By Ryan Dailey, The News Service of Florida
TALLAHASSEE — After debating whether county school board members should be paid, and if ending salaries would threaten diversity on the boards, a House panel took a first step Friday toward letting voters decide the issue in 2022.
The Republican-controlled House Secondary Education & Career Development Subcommittee, in an 11-6 party-line vote, approved a measure (HJR 1461) that would place a proposed constitutional amendment on next year’s ballot about whether to continue paying school board members.
“Florida’s system of compensating school board members with salaries and benefits, to the extent that we do, is a national outlier,” said Rep. Sam Garrison, a Fleming Island Republican who is sponsoring the proposal.
Garrison pointed to a 2018 report from the National School Boards Association showing 61 percent of board members nationally receive no pay. Florida school board members are paid an average of $35,995 annually, according to a House staff analysis. Garrison said school board members receive an additional $10,000 to $11,000 in benefits on average.
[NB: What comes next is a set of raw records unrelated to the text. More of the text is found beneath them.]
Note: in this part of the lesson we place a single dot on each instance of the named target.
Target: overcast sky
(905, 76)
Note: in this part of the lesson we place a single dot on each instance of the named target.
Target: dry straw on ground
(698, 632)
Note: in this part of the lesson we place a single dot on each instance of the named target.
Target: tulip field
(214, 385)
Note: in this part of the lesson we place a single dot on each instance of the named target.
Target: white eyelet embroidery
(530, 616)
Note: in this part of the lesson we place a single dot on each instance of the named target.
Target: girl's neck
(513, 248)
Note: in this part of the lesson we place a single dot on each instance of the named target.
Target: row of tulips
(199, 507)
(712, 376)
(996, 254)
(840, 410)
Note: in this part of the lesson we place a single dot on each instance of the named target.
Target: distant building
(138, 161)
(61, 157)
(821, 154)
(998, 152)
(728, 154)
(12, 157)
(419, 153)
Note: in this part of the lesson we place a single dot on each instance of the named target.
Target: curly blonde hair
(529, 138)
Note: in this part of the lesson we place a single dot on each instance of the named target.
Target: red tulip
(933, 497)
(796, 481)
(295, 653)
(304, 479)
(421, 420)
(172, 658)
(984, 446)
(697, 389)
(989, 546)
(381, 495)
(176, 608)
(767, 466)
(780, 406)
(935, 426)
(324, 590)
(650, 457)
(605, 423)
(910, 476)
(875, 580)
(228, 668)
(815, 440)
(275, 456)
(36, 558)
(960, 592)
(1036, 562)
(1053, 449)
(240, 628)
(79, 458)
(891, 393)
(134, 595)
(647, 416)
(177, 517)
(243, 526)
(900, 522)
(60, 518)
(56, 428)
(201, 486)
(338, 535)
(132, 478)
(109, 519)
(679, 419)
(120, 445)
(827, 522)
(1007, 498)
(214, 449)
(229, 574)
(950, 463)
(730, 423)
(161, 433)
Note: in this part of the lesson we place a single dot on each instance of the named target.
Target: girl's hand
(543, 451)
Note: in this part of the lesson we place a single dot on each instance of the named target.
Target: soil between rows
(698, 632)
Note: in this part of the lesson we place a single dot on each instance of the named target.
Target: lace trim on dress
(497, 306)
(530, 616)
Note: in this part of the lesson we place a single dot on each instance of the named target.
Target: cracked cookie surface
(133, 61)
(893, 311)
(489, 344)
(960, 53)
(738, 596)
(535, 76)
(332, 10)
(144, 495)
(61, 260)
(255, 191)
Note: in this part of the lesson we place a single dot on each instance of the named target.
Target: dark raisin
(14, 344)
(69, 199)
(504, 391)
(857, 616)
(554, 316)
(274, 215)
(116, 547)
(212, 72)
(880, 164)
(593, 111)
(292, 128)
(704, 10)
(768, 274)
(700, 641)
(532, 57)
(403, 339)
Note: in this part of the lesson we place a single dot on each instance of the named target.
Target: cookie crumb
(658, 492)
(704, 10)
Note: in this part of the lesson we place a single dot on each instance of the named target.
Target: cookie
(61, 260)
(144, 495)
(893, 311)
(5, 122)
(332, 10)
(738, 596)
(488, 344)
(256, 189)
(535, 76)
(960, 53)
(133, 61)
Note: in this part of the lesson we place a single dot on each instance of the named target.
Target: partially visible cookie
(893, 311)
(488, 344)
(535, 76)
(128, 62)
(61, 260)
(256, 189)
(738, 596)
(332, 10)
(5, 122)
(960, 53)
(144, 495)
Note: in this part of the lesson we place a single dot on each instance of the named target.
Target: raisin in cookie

“School boards … serve a vital and important function. They are nonpartisan. They are designed to be the voice of the community and provide oversight in terms of budget and curriculum,” Garrison told the House panel. “It’s a critical function, but one, quite frankly, that unfortunately has … become highly politicized. And, quite frankly I think these salaries have a lot to do with that.”
The proposal was met by passionate objections from some Democrats on the panel, including former Hillsborough County School Board member Susan Valdes, D-Tampa.
“When I was elected to the school board in 2004, I had two jobs. And I only had a high school diploma, of which I’m very proud of,” said Valdés, who added she’s gone on to attain bachelor’s and master’s degrees.
Valdés, who left the school board to run for her House seat, recounted the work on the school board.
“I, as a school board member, busted my chops in my district to be able to provide equity in my district, to provide opportunities for students who look like me and others in this community, that otherwise prior to that were completely ignored,” she said.
Valdés said prohibiting pay for school board members would make boards less reflective of their communities’ diversity.
“Diversity within our electoral process is extremely important, and by suggesting that we do this … we’re going to have white males on these boards that never, ever would be able to say they walked a day in my shoes,” Valdés said.
But Rep. Mike Giallombardo, R-Cape Coral, rebutted Valdés’ argument, using the example of a charter school board in his district.
“We have a great charter school … in our district, in my city. And their entire board, they’re all volunteers. And they are just as passionate — in my opinion, more passionate — than our school district members,” Giallombardo said.
Garrison rejected the idea that prohibiting salaries would mean only white men would seek positions on school boards.
“I reject out of hand the notion that only rich people, or white people, or men, would serve on school boards if there’s no salary,” Garrison said.
Eliminating school board member salaries statewide would be a potential savings of more than $15.6 million, according to the House staff analysis.
Rep. Christopher Benjamin, D-Miami Gardens, questioned whether school board members should be treated differently than other elected officials who receive salaries, such property appraisers and sheriffs.
“They are part of a system of governance that’s part of a collective, and all parts are important, wouldn’t you say?” Benjamin asked.
Garrison pointed to differences between school board members and other elected positions, one being that they are part of an oversight board with no executive authority.
“School board members provide that different function, they are an oversight function. They are responsible for budgets, they’re responsible for curriculums,” Garrison said. “Comparing them to sheriffs, comparing them to tax collectors or property appraisers, I respectfully submit, is comparing apples to oranges.”
The Florida School Boards Association opposes the measure.
“School board members, similarly to their constitutionally elected peers such as county commissioners, are currently compensated for their time, their liability, the great responsibility of budget oversight. In many cases in Florida, the hiring and firing of district school superintendents,” said BillieAnne Gay, a lobbyist for the association. “We believe that that should continue.”
Also speaking against the proposal Friday was Chris Doolin, who represents the Small School District Council Consortium, which is made up of rural districts.
“What is the value of inclusion, what is the value of providing the opportunity for diversity?” Doolin said. “The prohibition of compensation will have the effect of limiting the ability of Floridians to consider running.”
The proposal would need approval from two more House panels before it could go to the full House. The Senate does not have a similar proposal. Legislators are paid about $30,000 a year.